Search code examples
phputf-8character-encoding

PHP DOMDocument loadHTML not encoding UTF-8 correctly


I'm trying to parse some HTML using DOMDocument, but when I do, I suddenly lose my encoding (at least that is how it appears to me).

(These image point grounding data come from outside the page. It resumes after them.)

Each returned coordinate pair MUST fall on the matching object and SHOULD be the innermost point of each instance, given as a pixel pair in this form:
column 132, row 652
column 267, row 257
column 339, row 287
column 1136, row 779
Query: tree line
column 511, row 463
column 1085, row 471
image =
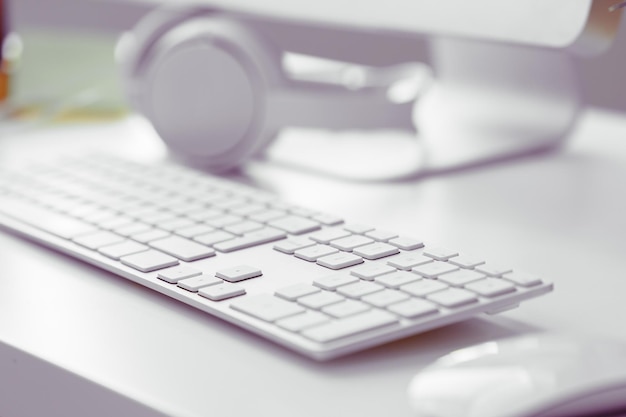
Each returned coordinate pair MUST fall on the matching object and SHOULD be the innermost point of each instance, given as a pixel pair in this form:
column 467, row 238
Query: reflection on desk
column 559, row 214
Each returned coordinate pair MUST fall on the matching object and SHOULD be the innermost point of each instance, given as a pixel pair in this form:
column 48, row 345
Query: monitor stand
column 489, row 102
column 493, row 101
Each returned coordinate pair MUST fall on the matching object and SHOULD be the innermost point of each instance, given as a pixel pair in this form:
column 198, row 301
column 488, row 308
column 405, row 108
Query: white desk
column 75, row 340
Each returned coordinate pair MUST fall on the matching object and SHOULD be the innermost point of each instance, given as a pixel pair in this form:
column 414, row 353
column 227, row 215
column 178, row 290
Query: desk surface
column 75, row 340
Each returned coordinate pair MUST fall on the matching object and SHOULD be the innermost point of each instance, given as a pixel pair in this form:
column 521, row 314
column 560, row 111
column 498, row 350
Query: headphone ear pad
column 204, row 85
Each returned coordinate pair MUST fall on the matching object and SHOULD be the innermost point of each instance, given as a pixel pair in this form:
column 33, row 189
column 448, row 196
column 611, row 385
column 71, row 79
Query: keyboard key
column 267, row 307
column 46, row 220
column 238, row 273
column 462, row 277
column 212, row 238
column 149, row 260
column 327, row 219
column 221, row 291
column 339, row 260
column 406, row 243
column 115, row 222
column 334, row 281
column 132, row 229
column 326, row 235
column 359, row 289
column 289, row 246
column 267, row 215
column 440, row 254
column 493, row 270
column 522, row 278
column 413, row 308
column 194, row 284
column 149, row 236
column 258, row 237
column 293, row 292
column 126, row 247
column 243, row 227
column 491, row 287
column 465, row 261
column 320, row 299
column 397, row 279
column 381, row 235
column 98, row 239
column 452, row 297
column 223, row 221
column 358, row 228
column 352, row 325
column 205, row 214
column 408, row 261
column 295, row 225
column 424, row 287
column 303, row 321
column 349, row 243
column 175, row 224
column 194, row 230
column 181, row 248
column 346, row 308
column 312, row 253
column 376, row 250
column 385, row 298
column 173, row 275
column 248, row 209
column 371, row 270
column 435, row 269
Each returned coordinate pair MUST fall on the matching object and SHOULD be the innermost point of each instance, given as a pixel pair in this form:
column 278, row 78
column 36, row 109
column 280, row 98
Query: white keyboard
column 306, row 280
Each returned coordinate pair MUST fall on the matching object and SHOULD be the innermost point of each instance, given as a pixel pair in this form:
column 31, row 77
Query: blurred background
column 58, row 56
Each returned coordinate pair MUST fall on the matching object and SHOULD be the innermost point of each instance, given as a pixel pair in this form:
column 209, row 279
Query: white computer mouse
column 536, row 375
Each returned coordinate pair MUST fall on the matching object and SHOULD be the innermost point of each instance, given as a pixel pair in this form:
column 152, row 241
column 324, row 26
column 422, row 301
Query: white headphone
column 215, row 90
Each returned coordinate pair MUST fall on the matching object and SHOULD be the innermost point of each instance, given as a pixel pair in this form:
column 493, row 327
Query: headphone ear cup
column 203, row 83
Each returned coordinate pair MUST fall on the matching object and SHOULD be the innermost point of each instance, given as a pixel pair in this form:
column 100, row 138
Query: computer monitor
column 554, row 23
column 504, row 81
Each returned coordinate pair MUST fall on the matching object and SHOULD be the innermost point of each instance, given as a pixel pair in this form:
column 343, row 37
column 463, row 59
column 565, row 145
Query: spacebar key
column 351, row 325
column 257, row 237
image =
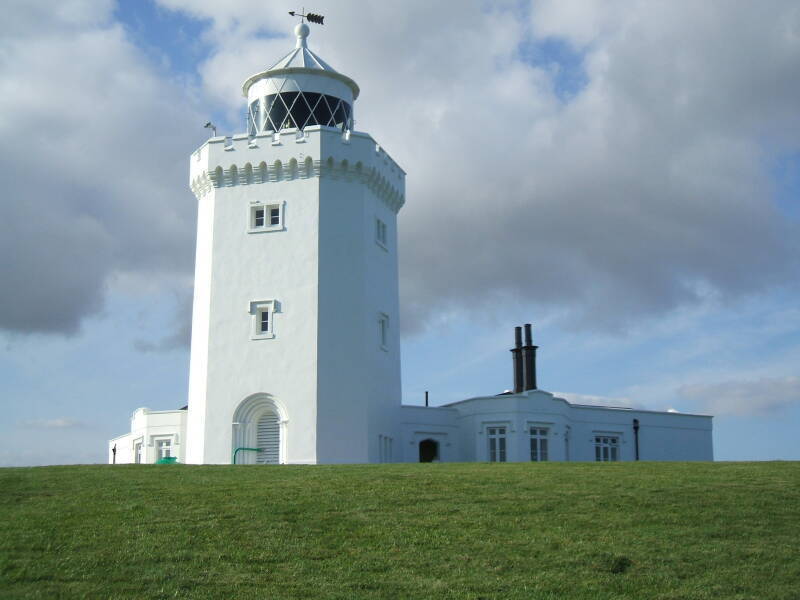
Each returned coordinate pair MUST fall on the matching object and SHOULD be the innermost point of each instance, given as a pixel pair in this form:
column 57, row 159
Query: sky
column 625, row 175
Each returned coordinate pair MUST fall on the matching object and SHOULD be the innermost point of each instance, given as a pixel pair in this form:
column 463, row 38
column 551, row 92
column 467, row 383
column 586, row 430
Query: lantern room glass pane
column 300, row 109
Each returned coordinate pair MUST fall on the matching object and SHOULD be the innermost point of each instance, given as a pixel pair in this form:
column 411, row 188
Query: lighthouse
column 295, row 353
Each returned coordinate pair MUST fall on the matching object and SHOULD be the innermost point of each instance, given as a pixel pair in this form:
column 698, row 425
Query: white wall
column 324, row 367
column 148, row 426
column 662, row 435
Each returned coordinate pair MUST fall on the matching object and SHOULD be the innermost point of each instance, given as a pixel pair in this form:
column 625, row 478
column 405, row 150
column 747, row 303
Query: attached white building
column 295, row 354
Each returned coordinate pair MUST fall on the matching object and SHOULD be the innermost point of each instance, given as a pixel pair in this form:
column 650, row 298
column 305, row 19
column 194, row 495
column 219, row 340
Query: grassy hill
column 625, row 530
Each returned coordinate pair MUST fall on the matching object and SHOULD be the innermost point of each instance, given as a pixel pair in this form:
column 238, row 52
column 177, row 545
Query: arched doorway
column 428, row 451
column 268, row 439
column 259, row 432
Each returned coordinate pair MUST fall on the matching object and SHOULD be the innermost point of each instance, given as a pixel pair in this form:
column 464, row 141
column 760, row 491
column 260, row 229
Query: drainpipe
column 529, row 360
column 516, row 355
column 235, row 452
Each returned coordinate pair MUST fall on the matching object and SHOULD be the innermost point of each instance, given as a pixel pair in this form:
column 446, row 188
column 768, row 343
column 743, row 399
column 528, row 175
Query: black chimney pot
column 516, row 355
column 529, row 361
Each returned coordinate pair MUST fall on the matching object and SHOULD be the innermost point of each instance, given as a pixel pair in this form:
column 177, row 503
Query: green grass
column 625, row 530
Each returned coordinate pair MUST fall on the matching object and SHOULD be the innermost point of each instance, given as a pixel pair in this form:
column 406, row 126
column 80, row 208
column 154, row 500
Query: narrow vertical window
column 263, row 319
column 264, row 326
column 497, row 444
column 380, row 232
column 383, row 331
column 538, row 444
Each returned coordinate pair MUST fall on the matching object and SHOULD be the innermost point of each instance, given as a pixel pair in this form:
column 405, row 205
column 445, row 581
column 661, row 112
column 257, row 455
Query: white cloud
column 95, row 165
column 646, row 192
column 57, row 423
column 767, row 395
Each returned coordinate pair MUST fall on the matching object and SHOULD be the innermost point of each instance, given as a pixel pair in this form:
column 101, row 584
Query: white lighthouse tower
column 295, row 354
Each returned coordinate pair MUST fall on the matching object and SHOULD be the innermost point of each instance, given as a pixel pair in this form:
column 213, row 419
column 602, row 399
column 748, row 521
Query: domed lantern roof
column 299, row 90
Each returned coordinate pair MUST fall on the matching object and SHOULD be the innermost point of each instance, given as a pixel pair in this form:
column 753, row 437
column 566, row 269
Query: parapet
column 317, row 151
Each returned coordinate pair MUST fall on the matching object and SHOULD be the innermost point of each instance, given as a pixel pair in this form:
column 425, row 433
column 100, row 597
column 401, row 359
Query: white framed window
column 383, row 331
column 496, row 437
column 606, row 448
column 385, row 443
column 539, row 443
column 265, row 217
column 263, row 319
column 163, row 448
column 381, row 236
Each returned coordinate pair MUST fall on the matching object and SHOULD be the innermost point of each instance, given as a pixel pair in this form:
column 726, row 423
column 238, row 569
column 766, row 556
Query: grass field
column 625, row 530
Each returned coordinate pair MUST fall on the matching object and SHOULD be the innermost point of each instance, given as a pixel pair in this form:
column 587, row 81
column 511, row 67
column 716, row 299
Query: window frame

$profile = "<div><p>various japanese characters</p></div>";
$dom = new DOMDocument();
$dom->loadHTML($profile); 

$divs = $dom->getElementsByTagName('div');

foreach ($divs as $div) {
    echo $dom->saveHTML($div);
}

The result of this code is that I get a bunch of characters that are not Japanese. However, if I do:

echo $profile;

it displays correctly. I've tried saveHTML and saveXML, and neither display correctly. I am using PHP 5.3.

What I see:

ã¤ãªãã¤å·ã·ã«ã´ã«ã¦ãã¢ã¤ã«ã©ã³ãç³»ã®å®¶åº­ã«ã9人åå¼ã®5çªç®ã¨ãã¦çã¾ãããå½¼ãå«ãã¦4人ã俳åªã«ãªã£ããç¶è¦ªã¯æ¨æã®ã»ã¼ã«ã¹ãã³ã§ãæ¯è¦ªã¯éµä¾¿å±ã®å®¢å®¤ä¿ã ã£ããé«æ ¡æ代ã¯ã­ã£ãã£ã®ã¢ã«ãã¤ãã«å¤ãã¿ãæè²è³éãåããªããã«ããªãã¯ç³»ã®é«æ ¡ã¸é²å­¦ã

What should be shown:

イリノイ州シカゴにて、アイルランド系の家庭に、9人兄弟の5番目として生まれる。彼を含めて4人が俳優になった。父親は木材のセールスマンで、母親は郵便局の客室係だった。高校時代はキャディのアルバイトに勤しみ、教育資金を受けながらカトリック系の高校へ進学

EDIT: I've simplified the code down to five lines so you can test it yourself.

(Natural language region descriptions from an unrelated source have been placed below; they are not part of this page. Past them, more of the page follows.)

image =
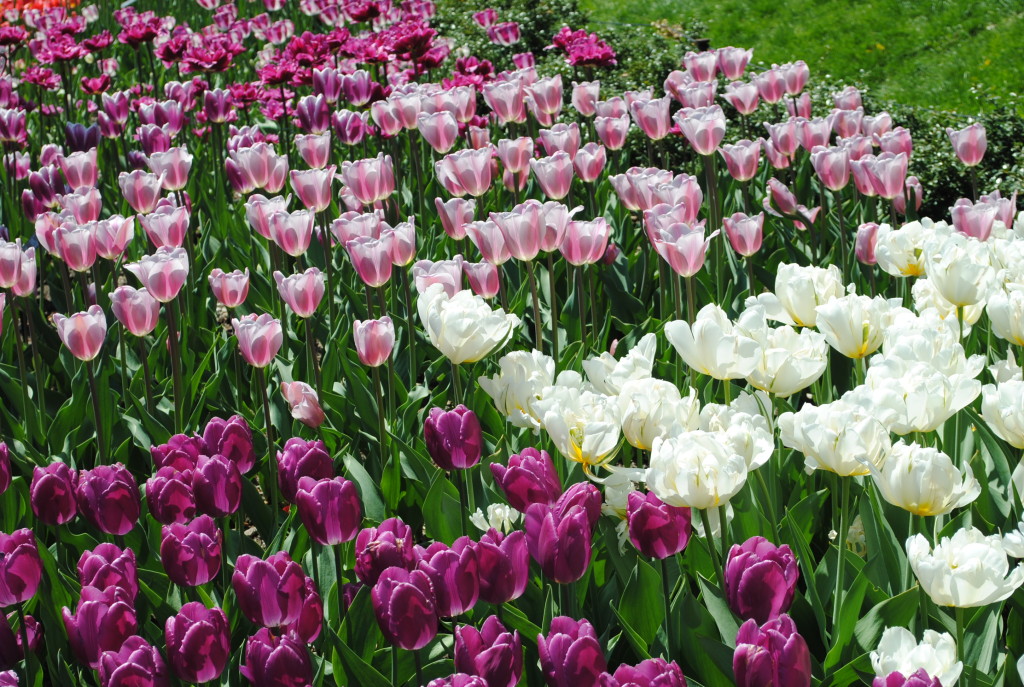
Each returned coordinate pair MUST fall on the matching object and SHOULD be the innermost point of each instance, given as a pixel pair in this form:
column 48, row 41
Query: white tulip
column 924, row 480
column 966, row 570
column 463, row 328
column 712, row 346
column 607, row 375
column 899, row 651
column 521, row 378
column 695, row 469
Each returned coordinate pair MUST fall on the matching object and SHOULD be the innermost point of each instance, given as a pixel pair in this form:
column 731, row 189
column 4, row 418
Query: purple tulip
column 199, row 642
column 301, row 459
column 169, row 496
column 379, row 548
column 570, row 654
column 108, row 497
column 454, row 573
column 233, row 438
column 108, row 565
column 491, row 652
column 103, row 619
column 656, row 529
column 403, row 603
column 919, row 678
column 772, row 655
column 650, row 673
column 504, row 565
column 760, row 580
column 273, row 660
column 52, row 494
column 529, row 478
column 330, row 509
column 136, row 663
column 20, row 567
column 190, row 553
column 217, row 485
column 269, row 592
column 454, row 437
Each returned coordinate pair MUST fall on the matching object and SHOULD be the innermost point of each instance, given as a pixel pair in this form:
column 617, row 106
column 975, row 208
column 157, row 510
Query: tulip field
column 333, row 353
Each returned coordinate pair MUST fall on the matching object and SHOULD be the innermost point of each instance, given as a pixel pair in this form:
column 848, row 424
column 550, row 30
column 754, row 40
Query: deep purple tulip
column 656, row 529
column 273, row 660
column 270, row 591
column 233, row 438
column 108, row 565
column 454, row 437
column 650, row 673
column 52, row 494
column 772, row 655
column 403, row 603
column 217, row 485
column 491, row 652
column 455, row 574
column 301, row 459
column 20, row 567
column 529, row 478
column 760, row 580
column 103, row 619
column 379, row 548
column 330, row 509
column 190, row 553
column 199, row 642
column 570, row 654
column 136, row 663
column 919, row 678
column 504, row 565
column 169, row 496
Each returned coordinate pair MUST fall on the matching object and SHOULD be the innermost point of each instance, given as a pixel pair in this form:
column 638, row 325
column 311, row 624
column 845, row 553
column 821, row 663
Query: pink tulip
column 372, row 260
column 745, row 233
column 303, row 403
column 260, row 337
column 585, row 242
column 82, row 333
column 292, row 231
column 313, row 187
column 741, row 159
column 374, row 340
column 554, row 174
column 302, row 292
column 136, row 309
column 163, row 273
column 230, row 289
column 969, row 143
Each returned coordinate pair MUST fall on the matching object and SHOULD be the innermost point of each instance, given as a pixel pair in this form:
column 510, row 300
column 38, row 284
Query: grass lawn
column 951, row 54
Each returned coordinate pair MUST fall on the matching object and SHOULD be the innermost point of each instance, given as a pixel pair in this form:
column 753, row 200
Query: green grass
column 949, row 54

$profile = "<div lang=ja><p>イリノイ州シカゴにて、アイルランド系の家庭に、</p></div>";
$dom = new DOMDocument();
$dom->loadHTML($profile);
echo $dom->saveHTML();
echo $profile;

Here is the html that is returned:

<div lang="ja"><p>イリノイ州シカゴã«ã¦ã€ã‚¢ã‚¤ãƒ«ãƒ©ãƒ³ãƒ‰ç³»ã®å®¶åº­ã«ã€</p></div>
<div lang="ja"><p>イリノイ州シカゴにて、アイルランド系の家庭に、</p></div>

Solution

  • DOMDocument::loadHTML will treat your string as being in ISO-8859-1 (the HTTP/1.1 default character set) unless you tell it otherwise. This results in UTF-8 strings being interpreted incorrectly.

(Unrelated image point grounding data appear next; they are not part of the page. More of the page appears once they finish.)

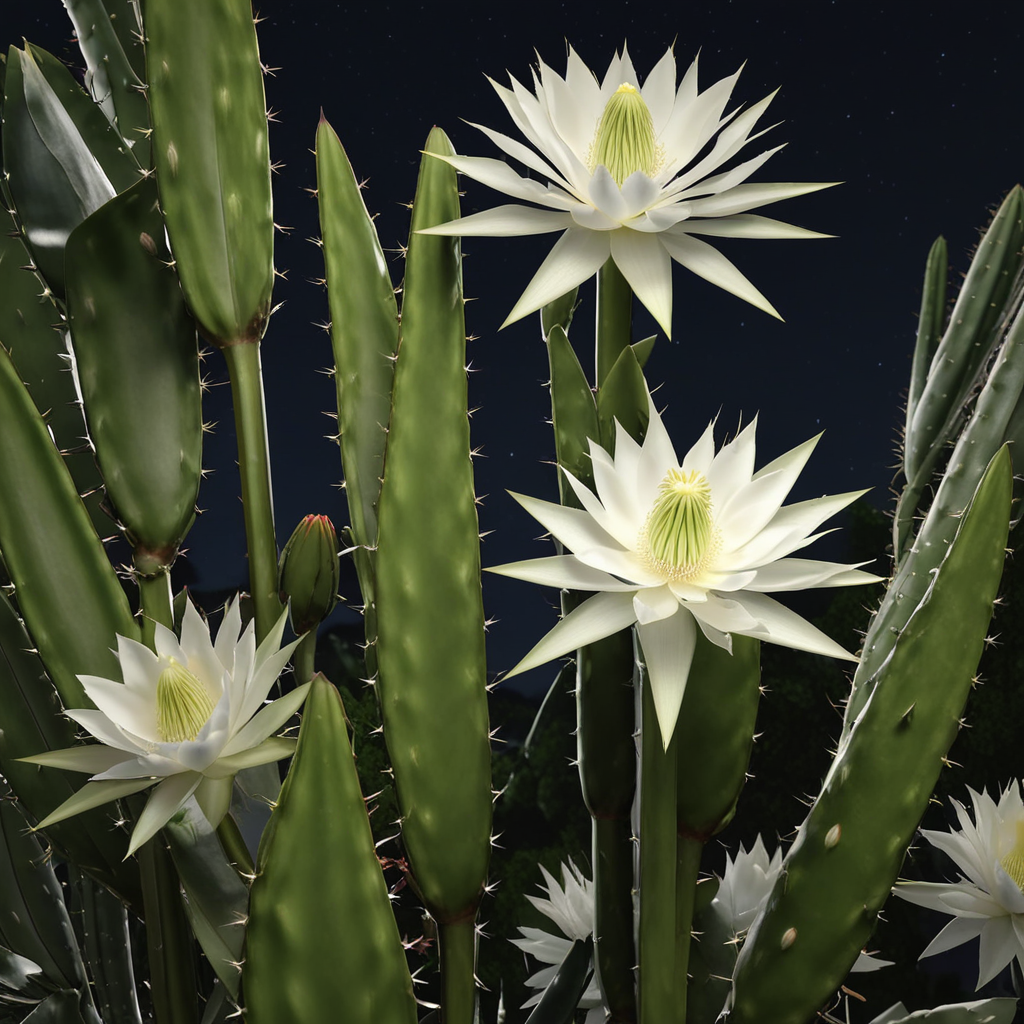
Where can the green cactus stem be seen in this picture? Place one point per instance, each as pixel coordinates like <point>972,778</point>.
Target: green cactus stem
<point>606,753</point>
<point>659,947</point>
<point>303,964</point>
<point>848,852</point>
<point>614,317</point>
<point>254,466</point>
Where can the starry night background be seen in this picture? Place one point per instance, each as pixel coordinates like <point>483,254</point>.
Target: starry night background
<point>914,110</point>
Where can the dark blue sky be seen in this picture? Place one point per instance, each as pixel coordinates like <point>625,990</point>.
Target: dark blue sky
<point>916,113</point>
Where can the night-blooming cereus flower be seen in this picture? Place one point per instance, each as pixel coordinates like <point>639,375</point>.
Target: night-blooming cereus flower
<point>570,906</point>
<point>679,546</point>
<point>634,174</point>
<point>743,891</point>
<point>185,719</point>
<point>987,900</point>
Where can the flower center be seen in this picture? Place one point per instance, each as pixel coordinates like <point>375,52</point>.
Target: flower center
<point>183,707</point>
<point>679,531</point>
<point>1013,862</point>
<point>625,141</point>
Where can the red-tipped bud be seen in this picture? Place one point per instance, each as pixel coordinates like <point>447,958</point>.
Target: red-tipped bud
<point>308,572</point>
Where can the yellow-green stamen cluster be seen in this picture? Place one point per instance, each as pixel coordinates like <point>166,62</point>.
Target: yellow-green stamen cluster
<point>1013,862</point>
<point>182,704</point>
<point>625,141</point>
<point>679,530</point>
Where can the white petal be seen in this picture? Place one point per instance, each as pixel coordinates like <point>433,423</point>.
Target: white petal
<point>787,531</point>
<point>724,614</point>
<point>747,197</point>
<point>272,749</point>
<point>731,470</point>
<point>668,648</point>
<point>561,570</point>
<point>151,766</point>
<point>806,573</point>
<point>104,730</point>
<point>504,220</point>
<point>497,174</point>
<point>167,644</point>
<point>752,506</point>
<point>139,666</point>
<point>203,660</point>
<point>263,678</point>
<point>227,635</point>
<point>701,455</point>
<point>521,153</point>
<point>123,707</point>
<point>164,801</point>
<point>750,225</point>
<point>576,528</point>
<point>93,795</point>
<point>708,262</point>
<point>659,90</point>
<point>646,267</point>
<point>638,193</point>
<point>778,625</point>
<point>998,946</point>
<point>958,931</point>
<point>596,619</point>
<point>268,719</point>
<point>89,758</point>
<point>654,603</point>
<point>607,197</point>
<point>577,256</point>
<point>1008,892</point>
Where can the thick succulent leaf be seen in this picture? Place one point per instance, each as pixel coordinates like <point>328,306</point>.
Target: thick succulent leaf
<point>62,159</point>
<point>138,371</point>
<point>212,158</point>
<point>110,36</point>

    DOMDocument uses an HTML4 parser. If you're loading HTML5, you might want to look at alternative solutions.

    If you're dealing with simple snippets of (X)HTML, you could prepend an XML encoding declaration or a meta charset declaration to cause the string to be treated as UTF-8:

    $profile = '<p>イリノイ州シカゴにて、アイルランド系の家庭に、9</p>';
    $dom = new DOMDocument();
    
    // This version preserves the original characters
    $contentType = '<meta http-equiv="Content-Type" content="text/html; charset=utf-8">';
    $dom->loadHTML($contentType . $profile);
    echo $dom->saveHTML();
    
    // This version will HTML-encode high-ASCII bytes
    $dom->loadHTML('<meta charset="utf8">' . $profile);
    echo $dom->saveHTML();
    
    // This version will also HTML-encode high-ASCII bytes,
    // and won't work for LIBXML_DOTTED_VERSION >= 2.12.0
    $dom->loadHTML('<?xml encoding="utf-8" ?>' . $profile);
    echo $dom->saveHTML();
    

    If you cannot know if the HTML will already contain declarations, there's a workaround in SmartDOMDocument which should help you:

    $profile = '<p>イリノイ州シカゴにて、アイルランド系の家庭に、9</p>';
    $dom = new DOMDocument();
    $dom->loadHTML(mb_convert_encoding($profile, 'HTML-ENTITIES', 'UTF-8'));
    echo $dom->saveHTML();
    

    In PHP 8.2+, you'll get a deprecation warning, so the alternative would be:

    $profile = '<p>イリノイ州シカゴにて、アイルランド系の家庭に、9</p>';
    $dom = new DOMDocument();
    $dom->loadHTML(mb_encode_numericentity($profile, [0x80, 0x10FFFF, 0, ~0], 'UTF-8'));
    echo $dom->saveHTML();
    

    (For a better explanation of that rather cryptic array, see here.)

    This is not a great workaround, but since not all characters can be represented in ISO-8859-1 (like these katana), it's the safest alternative.